Painting

Pleasure

Mark Grotjahn Untitled (Circus No. 2 Face 44.19) 2013

“I also take pleasure in the so-called negative power in Grotjahn’s work. That is, I love his paintings for what they are not. Unlike much art of the past decade, Grotjahn isn’t simply working from a prescribed checklist of academically acceptable, curator-approved isms and twists. His palette isn’t only the voguish trio black, white, and silver; images aren’t taken mechanically from newspapers, the Internet, or other media; his paintings aren’t comments about comments about Warhol; they’re not coolly ironic. These qualities don’t inherently make Grotjahn’s art brave or even good (although it is good). They make you realize just how locked-in and unsurprising so much market-driven work has become.” Jerry Saltz on Mark Grotjahn, June 5, 2011.

Mark Grotjahn has been called the perfect artist for our time. His paintings reference and re-present many specific styles and processes of the Modern Era. And like many of his 21st Century contemporaries Grotjahn has removed any critique of the past in order to create a more user-friendly Abstract Mannerism. Grotjahn’s paintings are wonderfully made mashups of the abstraction of the 20th Century and they’re great to look at.

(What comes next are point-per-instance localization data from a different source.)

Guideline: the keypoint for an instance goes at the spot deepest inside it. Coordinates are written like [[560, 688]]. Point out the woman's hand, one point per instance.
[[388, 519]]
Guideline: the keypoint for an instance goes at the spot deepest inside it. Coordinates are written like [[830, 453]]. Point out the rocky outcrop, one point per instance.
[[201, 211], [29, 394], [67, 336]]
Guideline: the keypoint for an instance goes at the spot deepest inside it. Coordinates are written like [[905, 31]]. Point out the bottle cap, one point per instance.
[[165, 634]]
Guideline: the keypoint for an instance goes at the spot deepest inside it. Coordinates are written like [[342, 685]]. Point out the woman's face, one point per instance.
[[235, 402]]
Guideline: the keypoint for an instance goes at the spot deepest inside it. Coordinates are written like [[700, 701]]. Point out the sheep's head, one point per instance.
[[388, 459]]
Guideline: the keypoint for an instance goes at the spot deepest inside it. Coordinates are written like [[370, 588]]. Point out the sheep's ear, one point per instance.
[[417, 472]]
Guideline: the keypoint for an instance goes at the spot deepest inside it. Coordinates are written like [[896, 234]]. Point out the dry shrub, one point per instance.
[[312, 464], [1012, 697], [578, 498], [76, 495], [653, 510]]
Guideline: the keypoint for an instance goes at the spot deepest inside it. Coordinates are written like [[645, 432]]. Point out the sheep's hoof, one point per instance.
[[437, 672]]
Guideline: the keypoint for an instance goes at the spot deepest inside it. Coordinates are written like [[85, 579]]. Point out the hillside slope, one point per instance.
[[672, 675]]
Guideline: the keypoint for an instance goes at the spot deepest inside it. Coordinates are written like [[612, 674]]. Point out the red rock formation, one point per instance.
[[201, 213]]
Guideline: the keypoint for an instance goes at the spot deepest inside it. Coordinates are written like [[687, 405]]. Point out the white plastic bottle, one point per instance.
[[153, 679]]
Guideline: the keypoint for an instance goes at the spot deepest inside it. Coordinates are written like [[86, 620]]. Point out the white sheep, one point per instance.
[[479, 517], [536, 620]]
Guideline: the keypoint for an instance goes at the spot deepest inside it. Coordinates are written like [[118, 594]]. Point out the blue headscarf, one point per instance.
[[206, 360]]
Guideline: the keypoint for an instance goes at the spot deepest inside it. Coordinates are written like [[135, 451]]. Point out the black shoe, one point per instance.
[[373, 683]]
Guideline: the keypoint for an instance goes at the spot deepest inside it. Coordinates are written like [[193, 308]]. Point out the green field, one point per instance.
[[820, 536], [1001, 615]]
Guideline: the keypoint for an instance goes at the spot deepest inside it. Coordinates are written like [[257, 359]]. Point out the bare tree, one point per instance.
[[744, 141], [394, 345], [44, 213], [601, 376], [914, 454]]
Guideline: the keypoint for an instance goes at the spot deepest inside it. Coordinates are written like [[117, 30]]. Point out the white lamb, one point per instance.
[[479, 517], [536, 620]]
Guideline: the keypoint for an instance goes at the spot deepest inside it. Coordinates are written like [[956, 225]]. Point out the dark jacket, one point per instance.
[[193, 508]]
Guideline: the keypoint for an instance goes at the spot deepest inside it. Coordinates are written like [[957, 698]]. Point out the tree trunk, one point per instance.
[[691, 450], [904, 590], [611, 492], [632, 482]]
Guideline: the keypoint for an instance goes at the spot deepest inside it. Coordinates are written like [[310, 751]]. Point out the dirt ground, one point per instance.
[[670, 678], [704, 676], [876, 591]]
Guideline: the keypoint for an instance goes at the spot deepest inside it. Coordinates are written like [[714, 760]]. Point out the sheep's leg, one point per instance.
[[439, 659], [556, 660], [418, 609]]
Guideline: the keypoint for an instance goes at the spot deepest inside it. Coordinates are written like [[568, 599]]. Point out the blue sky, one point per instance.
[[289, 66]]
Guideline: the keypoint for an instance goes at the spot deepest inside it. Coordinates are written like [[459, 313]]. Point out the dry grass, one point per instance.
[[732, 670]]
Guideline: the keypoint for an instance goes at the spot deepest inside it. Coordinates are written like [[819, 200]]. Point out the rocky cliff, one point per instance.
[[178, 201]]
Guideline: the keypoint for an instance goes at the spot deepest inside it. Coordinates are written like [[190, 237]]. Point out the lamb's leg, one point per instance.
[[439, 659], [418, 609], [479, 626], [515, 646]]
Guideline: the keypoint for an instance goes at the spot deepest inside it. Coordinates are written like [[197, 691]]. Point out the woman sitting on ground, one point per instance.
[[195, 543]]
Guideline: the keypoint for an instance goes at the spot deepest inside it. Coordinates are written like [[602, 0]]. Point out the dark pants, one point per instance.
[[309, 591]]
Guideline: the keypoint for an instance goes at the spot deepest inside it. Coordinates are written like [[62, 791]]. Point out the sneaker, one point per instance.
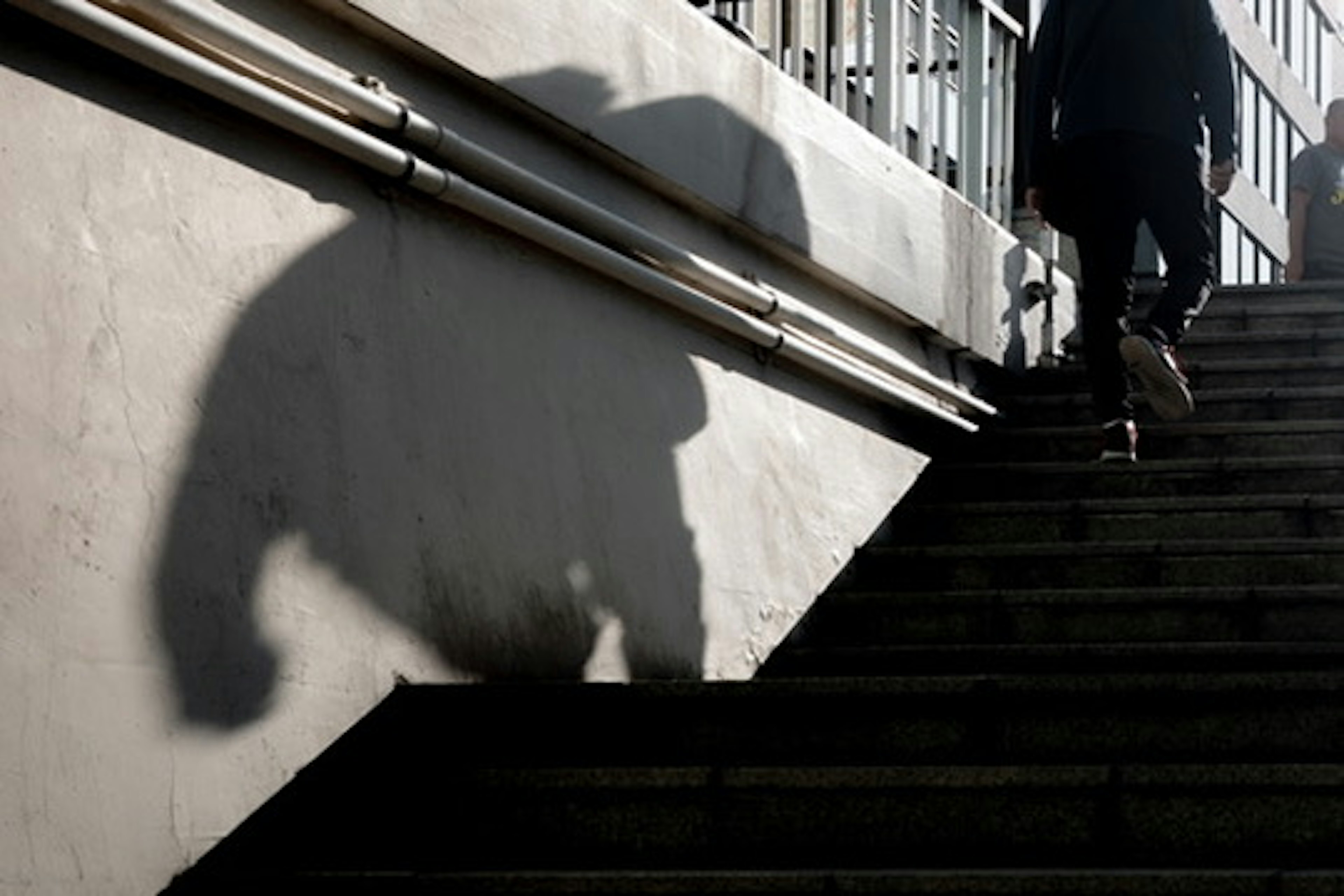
[[1154, 365], [1120, 442]]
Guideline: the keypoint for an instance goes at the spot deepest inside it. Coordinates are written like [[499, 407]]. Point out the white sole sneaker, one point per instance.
[[1158, 377]]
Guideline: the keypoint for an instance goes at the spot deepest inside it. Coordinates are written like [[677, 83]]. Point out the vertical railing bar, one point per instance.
[[886, 83], [899, 65], [775, 34], [823, 58], [998, 117], [1008, 151], [925, 121], [859, 108], [975, 76], [944, 85], [842, 57], [800, 53]]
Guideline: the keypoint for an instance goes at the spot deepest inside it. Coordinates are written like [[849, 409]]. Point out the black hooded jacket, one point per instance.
[[1159, 68]]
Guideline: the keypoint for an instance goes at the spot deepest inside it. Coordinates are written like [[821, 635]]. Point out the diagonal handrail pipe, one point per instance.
[[494, 171], [147, 48]]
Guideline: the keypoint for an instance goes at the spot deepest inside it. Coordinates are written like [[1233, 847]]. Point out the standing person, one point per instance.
[[1124, 91], [1316, 205]]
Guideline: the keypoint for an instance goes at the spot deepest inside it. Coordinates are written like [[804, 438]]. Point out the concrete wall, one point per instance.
[[275, 436]]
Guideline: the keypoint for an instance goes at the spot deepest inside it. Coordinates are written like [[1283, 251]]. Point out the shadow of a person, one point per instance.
[[472, 433], [486, 463]]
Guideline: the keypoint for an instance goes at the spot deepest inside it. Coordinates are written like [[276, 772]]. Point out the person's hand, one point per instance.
[[1034, 199], [1221, 176], [1294, 271]]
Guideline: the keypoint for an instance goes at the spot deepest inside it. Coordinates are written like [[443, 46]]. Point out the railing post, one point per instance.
[[924, 127], [975, 101], [889, 66]]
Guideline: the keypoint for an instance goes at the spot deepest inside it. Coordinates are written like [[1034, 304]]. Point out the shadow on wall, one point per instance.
[[693, 140], [475, 434]]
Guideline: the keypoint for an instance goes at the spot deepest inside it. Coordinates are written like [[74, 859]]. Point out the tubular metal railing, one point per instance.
[[933, 78]]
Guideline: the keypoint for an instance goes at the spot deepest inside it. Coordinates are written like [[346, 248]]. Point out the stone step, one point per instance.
[[1191, 439], [807, 817], [1134, 564], [1073, 520], [1025, 882], [1179, 477], [1211, 406], [1259, 315], [851, 662], [1076, 616]]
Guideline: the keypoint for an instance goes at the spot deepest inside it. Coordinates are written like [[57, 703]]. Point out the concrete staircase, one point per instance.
[[1046, 676]]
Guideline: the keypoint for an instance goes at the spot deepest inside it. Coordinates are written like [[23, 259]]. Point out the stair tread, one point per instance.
[[1143, 504], [1132, 548]]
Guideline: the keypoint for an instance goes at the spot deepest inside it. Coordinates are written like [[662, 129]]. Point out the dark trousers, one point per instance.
[[1124, 179]]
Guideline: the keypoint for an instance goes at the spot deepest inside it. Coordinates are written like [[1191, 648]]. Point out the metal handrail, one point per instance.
[[933, 78]]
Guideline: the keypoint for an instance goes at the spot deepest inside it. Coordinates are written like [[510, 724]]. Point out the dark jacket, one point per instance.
[[1159, 68]]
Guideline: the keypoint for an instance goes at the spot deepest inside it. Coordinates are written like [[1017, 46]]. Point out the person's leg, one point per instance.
[[1176, 206], [1105, 244]]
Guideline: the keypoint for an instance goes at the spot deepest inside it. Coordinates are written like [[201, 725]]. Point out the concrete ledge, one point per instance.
[[686, 104]]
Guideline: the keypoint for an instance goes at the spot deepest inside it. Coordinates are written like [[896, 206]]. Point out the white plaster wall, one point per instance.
[[272, 439], [893, 236]]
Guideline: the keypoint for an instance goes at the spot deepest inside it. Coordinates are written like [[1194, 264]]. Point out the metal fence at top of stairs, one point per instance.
[[933, 78]]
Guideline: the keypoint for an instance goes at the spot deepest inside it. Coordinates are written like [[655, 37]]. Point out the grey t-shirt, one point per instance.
[[1320, 171]]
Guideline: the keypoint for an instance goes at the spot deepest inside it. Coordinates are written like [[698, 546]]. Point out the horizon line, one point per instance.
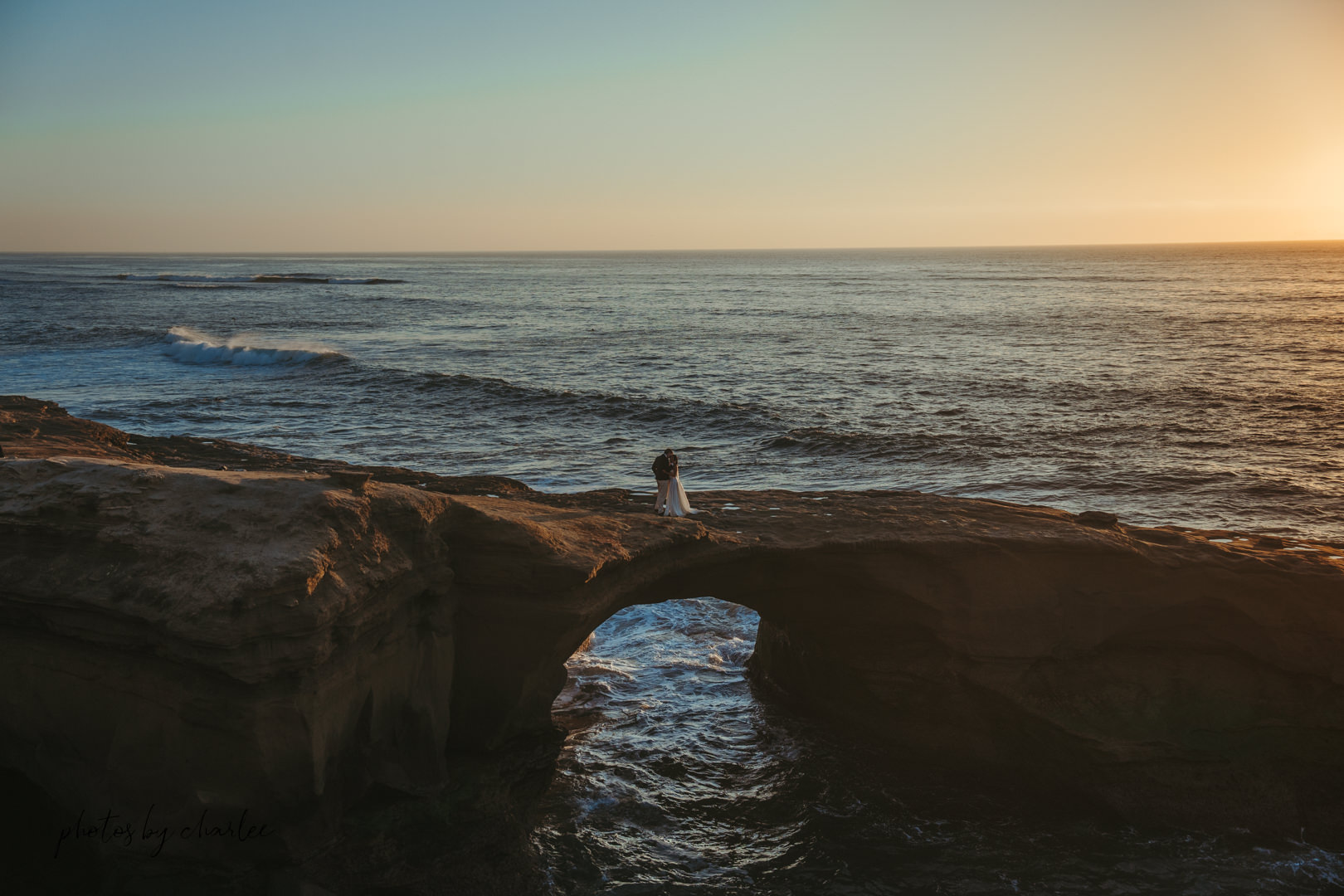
[[633, 251]]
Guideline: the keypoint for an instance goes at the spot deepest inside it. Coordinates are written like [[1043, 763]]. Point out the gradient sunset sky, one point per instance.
[[457, 127]]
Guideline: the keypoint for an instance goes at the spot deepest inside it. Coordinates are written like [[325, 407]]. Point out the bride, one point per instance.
[[678, 504]]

“… as Picassoid as they are, Grotjahn’s paintings also are reminiscent of work by a number of proto- and early modernists, as well as a host of primitive-by-way-of-Picasso–inspired artists from Klee to Pollock to Basquiat… Such associations are a matter less of style or imagery than of envisioning and giving image to different kinds of pictorial space — the space of the unconscious, the space of the spiritual or otherworldly, the space of collage and montage. The results are works that fuse renaissance space, cubist space, abstract and nonobjective space with surrealist and dadaist space, pop space and visionary-modernist space — a fusion that generates the real sense of the uncanny that the imagery only points at.” Christopher Miles on Mark Grotjahn, March 25, 2010.